What is it with middle managers and vague instructions delivered over email? Perhaps they’re scared that by being specific they’ll offend me in some manner?
GreyKodiak
Can you prpvide a list of those which caused the problems in December to both myself and the Humourless Harridan.
Captain Calamity
I left his abominable spelling and grammar intact. Now I grant you that, at first glance, the instructions seem fairly specific, but I, and my team at work, deal with a lot of different stuff and it’s all prone to failures of one sort or another. Is he looking for information on our failures to adhere to the relevant legislation, or supplier failures, or even the number of times the toilet has been put out of order by the Phantom Turd Bomber. Maybe he’s not talking about work at all. Maybe he’s looking for information about the number of failed terrorist attacks on the news.

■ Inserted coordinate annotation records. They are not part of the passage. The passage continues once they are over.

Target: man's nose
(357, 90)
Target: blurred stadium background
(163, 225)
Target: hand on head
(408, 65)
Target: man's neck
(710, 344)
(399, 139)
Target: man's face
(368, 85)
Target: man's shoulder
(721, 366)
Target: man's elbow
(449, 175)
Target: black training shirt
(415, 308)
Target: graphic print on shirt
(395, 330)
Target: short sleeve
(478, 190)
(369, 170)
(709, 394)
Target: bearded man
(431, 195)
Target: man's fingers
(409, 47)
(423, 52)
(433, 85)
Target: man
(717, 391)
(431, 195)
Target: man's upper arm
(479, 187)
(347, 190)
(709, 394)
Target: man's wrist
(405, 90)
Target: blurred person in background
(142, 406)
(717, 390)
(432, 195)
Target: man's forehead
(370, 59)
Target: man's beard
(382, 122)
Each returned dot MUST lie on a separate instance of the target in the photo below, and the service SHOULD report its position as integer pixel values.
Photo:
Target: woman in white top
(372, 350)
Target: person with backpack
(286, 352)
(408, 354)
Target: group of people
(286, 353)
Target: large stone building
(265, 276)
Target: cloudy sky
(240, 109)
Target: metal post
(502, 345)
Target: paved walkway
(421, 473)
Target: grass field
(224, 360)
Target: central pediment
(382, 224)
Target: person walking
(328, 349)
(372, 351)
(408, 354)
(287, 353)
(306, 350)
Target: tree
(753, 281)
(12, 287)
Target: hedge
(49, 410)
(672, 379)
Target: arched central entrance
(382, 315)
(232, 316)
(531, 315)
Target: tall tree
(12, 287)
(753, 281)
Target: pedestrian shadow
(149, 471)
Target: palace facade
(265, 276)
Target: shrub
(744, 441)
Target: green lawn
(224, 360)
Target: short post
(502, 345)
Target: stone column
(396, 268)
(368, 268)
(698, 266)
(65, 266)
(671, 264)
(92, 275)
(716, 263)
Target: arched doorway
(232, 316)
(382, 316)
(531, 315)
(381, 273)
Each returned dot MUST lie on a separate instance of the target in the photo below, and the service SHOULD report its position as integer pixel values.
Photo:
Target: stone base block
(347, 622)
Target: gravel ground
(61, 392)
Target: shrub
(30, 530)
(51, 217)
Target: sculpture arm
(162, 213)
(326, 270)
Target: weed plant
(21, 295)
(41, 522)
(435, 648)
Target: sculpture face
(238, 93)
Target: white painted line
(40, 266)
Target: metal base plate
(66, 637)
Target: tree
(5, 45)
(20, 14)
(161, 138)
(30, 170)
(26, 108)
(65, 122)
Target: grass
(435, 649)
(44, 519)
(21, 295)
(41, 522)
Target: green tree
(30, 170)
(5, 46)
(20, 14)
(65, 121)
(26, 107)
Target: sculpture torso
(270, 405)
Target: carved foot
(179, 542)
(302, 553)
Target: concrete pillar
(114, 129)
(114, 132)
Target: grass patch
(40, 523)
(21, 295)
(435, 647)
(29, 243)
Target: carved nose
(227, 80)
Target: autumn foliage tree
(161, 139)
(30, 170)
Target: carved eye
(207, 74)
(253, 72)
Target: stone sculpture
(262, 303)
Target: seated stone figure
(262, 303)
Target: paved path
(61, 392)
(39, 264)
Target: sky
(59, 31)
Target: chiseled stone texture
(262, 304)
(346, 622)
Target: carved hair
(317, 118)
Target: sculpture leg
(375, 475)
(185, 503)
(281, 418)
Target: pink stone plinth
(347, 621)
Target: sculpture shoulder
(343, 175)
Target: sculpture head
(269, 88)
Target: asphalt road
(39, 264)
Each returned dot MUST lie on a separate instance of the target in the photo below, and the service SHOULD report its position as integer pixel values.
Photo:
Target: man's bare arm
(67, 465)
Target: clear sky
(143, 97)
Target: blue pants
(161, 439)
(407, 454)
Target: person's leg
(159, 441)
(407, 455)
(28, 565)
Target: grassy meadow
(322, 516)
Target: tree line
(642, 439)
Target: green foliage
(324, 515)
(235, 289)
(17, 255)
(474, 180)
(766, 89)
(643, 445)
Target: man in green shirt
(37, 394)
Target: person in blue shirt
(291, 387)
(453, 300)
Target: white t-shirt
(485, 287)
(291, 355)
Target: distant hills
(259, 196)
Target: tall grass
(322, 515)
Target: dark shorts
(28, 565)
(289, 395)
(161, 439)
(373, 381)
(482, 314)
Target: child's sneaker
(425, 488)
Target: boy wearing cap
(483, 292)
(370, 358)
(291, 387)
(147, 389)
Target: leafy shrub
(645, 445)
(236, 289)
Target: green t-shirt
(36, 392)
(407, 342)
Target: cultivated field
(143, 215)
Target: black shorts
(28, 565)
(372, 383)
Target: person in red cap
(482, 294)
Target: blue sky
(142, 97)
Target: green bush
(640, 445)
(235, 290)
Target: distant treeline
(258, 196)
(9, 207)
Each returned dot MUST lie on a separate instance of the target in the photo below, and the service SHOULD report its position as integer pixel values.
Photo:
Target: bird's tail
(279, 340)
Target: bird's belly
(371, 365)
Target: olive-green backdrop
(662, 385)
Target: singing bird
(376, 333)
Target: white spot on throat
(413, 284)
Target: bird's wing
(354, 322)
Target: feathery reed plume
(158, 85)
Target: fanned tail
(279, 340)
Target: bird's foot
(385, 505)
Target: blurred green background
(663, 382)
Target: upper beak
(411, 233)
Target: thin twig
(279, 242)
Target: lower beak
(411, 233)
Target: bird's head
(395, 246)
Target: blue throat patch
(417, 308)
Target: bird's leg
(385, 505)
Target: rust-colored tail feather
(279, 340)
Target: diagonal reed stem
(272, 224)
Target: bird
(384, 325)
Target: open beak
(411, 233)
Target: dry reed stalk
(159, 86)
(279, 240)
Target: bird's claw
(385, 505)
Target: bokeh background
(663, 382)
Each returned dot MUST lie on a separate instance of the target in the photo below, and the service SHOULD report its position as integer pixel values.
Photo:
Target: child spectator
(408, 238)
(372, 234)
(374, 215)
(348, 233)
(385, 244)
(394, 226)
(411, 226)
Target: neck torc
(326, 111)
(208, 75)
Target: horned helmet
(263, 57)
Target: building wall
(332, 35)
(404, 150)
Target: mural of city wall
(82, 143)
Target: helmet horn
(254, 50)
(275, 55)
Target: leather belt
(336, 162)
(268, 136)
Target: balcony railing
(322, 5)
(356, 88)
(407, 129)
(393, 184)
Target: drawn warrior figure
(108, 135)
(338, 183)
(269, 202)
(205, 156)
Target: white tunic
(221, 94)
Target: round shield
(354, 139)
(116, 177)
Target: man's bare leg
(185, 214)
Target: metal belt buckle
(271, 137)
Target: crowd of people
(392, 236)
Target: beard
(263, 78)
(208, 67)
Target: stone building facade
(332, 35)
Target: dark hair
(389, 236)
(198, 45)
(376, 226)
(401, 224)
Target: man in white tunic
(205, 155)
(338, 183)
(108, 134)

Instead of spending an entire day throwing random stuff together I did the sensible thing and emailed him back to to ask exactly what he was looking for:
Captain Calamity I’m not sure what information you’re looking for. Which problems do you mean exactly?
Naturally this must have caused some confusion as he then emailed me back with this:
The fsilures which we had in Dec who caused them and what was the reason.
Congratulations you old fool. You’ve just reworded your original email and managed to make it just as vague as it was the first time round.In an act of pointless defiance I’ve decided not to email him back as this circular discussion would probably go on all day. I’ve got a feeling I know what information he is looking for, but I’m still in the middle of producing it and it’ll probably be a few days before I’m finished.
The big problem with Captain Calamity, and indeed the vast majority of managers, is that he has no concept of the amount of time required to shepherd things through the convoluted processes that he devised while sitting staring into space. The paperwork is so bad now that each item on his requested list takes about half an hour to do, and there’s 90 or so currently outstanding. He’s got a meeting with his boss this afternoon so he no doubt assumes that I’ll pull the information out of my arse in time for him to take it along.
Unlikely.
I’m not even going to start on the lack of a “please” or “thank-you” in either email.
I’m also well aware of the irony of me complaining about the amount of time required to collate the required information while simultaneously sitting here posting on my blog.